Время испытывало на излом саму идею «театра-храма». Уход из жизни Анатолия Эфроса и Георгия Товстоногова совпал с жестоким кризисом Художественного театра и Театра на Таганке — двух важнейших театральных институтов предшествующей эпохи. В мае 1987 года после длительного внутритеатрального скандала разделилась надвое огромная труппа Художественного театра. Во главе первого МХАТ остался Олег Ефремов, во главе второго стала актриса Татьяна Доронина. Раздел МХАТ немедленно принял идеологический характер. Первый МХАТ присвоил себе имя Чехова, второй сохранил имя Горького. Пока Ефремов пытался — в который раз! — восстановить «товарищество на вере» (об этом речь впереди), вокруг другого МХАТ сплачивались «патриотические силы». Татьяна Доронина, в поисках морально-политической поддержки, предоставила свою сцену режиссеру Сергею Кургиняну. Мхатовцы решили воспеть Сталина при помощи пьесы Булгакова «Батум», несчастной попытки автора «Мастера и Маргариты» сговориться с дьявольской силой. Пьесу не трогали полвека. Горьковский МХАТ тронул. В финале генералиссимус в белом кителе задумчиво смотрел вдаль, а публика вставала в едином порыве под мощный распев упраздненного гимна: «Нас вырастил Сталин на верность народу, на труд и на подвиги нас вдохновил». Единственный раз после раздела я оказался тогда на Тверском бульваре. Булгаковедче- ское любопытство привело. Не забыть двух седых ветеранов и женщину, сидевших подле меня: они не пели, а как бы шептали михалковский текст, как молитву.
Два МХАТа, стоящие по обе стороны Тверской, вполне выражали образ «России в обвале». В той же степени этот образ приходит на память и в связи с тем, что произошло в Театре на Таганке. Возвращение Любимова было праздничным, его встречали как героя, публика Таганки скандировала: «Оставайтесь! Оставайтесь!». Некоторые плакали — весной 1988 года Москва жила еще в эйфории. Он остался, восстановил запрещенные спектакли, поставил несколько новых, в том числе «Самоубийцу» Николая Эрдмана. Успеха не было, потому что не было «стены». Любимову не с кем было бороться — он возвратился в другую страну и не сразу понял это. А когда понял, было уже поздно. Его главным оппонентом стал его же артист Николай Губенко. Скандал на Таганке проходил в рыночной форме раздела имущества. Как и в случае Художественного театра, раздел принял тупиковую идеологическую окраску. Оглохшее театральное сообщество очень скоро потеряло к этому сюжету всякий интерес.
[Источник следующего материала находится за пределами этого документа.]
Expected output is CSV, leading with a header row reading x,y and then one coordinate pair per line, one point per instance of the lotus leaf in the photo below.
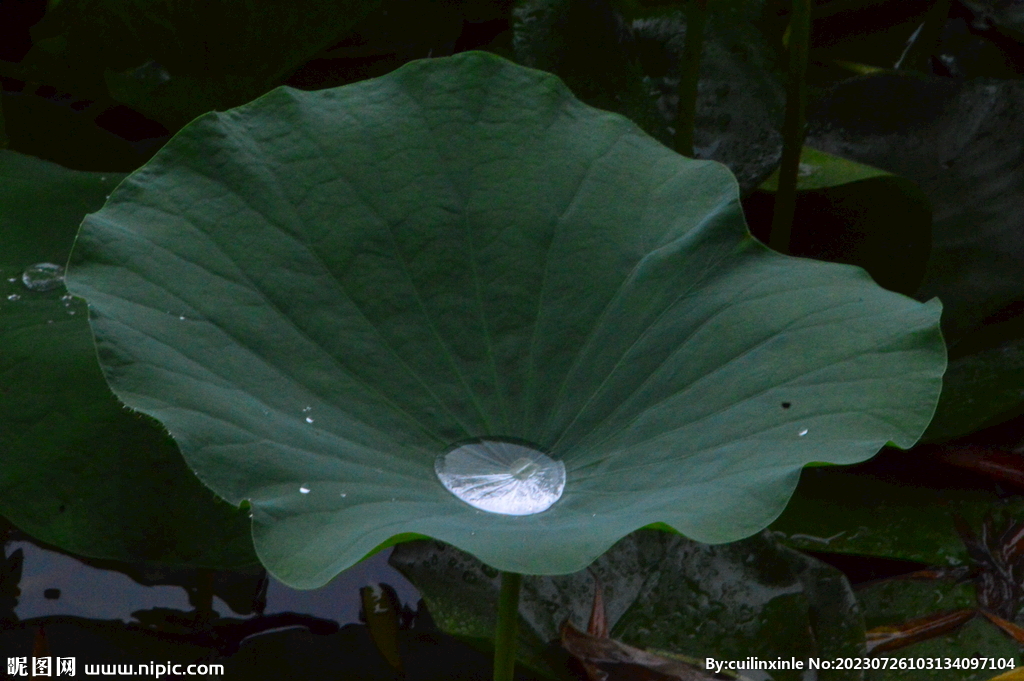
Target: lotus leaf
x,y
320,293
77,470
В условиях рынка «стоимость» театра как социального института резко упала. Можно сказать, что «сверхтеатр» стал просто театром. Это понижение статуса происходило во всех видах духовной деятельности. Тиражи «сверхгазет», книг и журналов сократились в сотни раз (в той же пропорции увеличились тиражи бульварщины). Драматурги, режиссеры и писатели, полагавшие себя духовными водителями народа, растерялись. Свобода художественного творчества перестала ощущаться как нечто исключительное и благотворное, к ней быстро привыкли, как привыкают к наличию воздуха. Система государственной дотации перестала покрывать даже половину расходов театра. Пытаясь выжить, театры стали устраивать у себя казино и ночные клубы (не только в столице, но и в провинции). Вывески «ЕхсЬ.апёе» символически украсили входы ведущих театров страны. При этом не очень понятно было, что на что менялось и по какому, так сказать, курсу.
Потеря «сверхстатуса» (что для страны, что для театра) стала фактом, из которого делались разные выводы. Одной из самых коварных цитат эпохи стали слова Достоевского, которые журналисты и философы попеременно напоминали друг другу: «Если великий народ не верует, что в нем одном истина (именно в нем и именно исключительно), если не верует, что один способен и призван всех воскресить и спасти своею истиной, он тотчас же перестает быть великим народом и тотчас обращается в этнографический материал».
Нет смысла обсуждать социально-политические аспекты этой идеи, но театральный ее аспект стоит обозначить. Сокровенное чувство мессианства (в том числе и в его советской разновидности) действительно было вписано в генетический код тех, кто занимался в России театром после Станиславского. Крах этого внутреннего убеждения, его «обвал» стал едва ли не важнейшим внутренним итогом театрального века.